Only an instant of blurred wonderment at her presence up there—then a frenzy possessed him. He must save her! He leaped to the side of the crouching pilot, but his outstretched hands that clutched at the control stopped motionless in air.


het Bullard, master-pilot of the first rank, upon whose chest was the triple star that gave him authority to command all the air-levels of earth, was tense and crouching. His eyes were sighting along an instrument of his own devising as if he were aiming some super-gun of a great air cruiser.

But he was riding the projectile itself and guiding it as he rode. He threw the ship like a giant shell in a screaming, sweeping arc upon the red craft that drove across their bow.

They were crashing upon it; the red speedster swelled instantly before their eyes.

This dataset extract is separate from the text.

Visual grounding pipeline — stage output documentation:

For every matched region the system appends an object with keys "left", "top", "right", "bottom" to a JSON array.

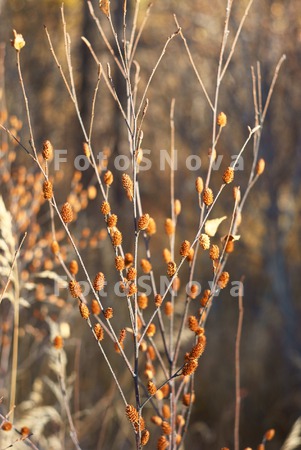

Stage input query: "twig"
[{"left": 234, "top": 277, "right": 244, "bottom": 450}]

Harkness winced involuntarily from the crash that never came.

Chet must have missed it by inches, Harkness knew; but he knew, too, that the impact he felt was no shattering of metal upon metal. The heavy windows of the control room went black with the masses of fibrous flesh that crashed upon them; then cleared in an instant as the ship swept through.

Behind them a red ship was falling—falling free! And vaporous masses, ripped to ribbons, were falling, too, while other wraith-like forms closed upon them in cannibalistic feasting.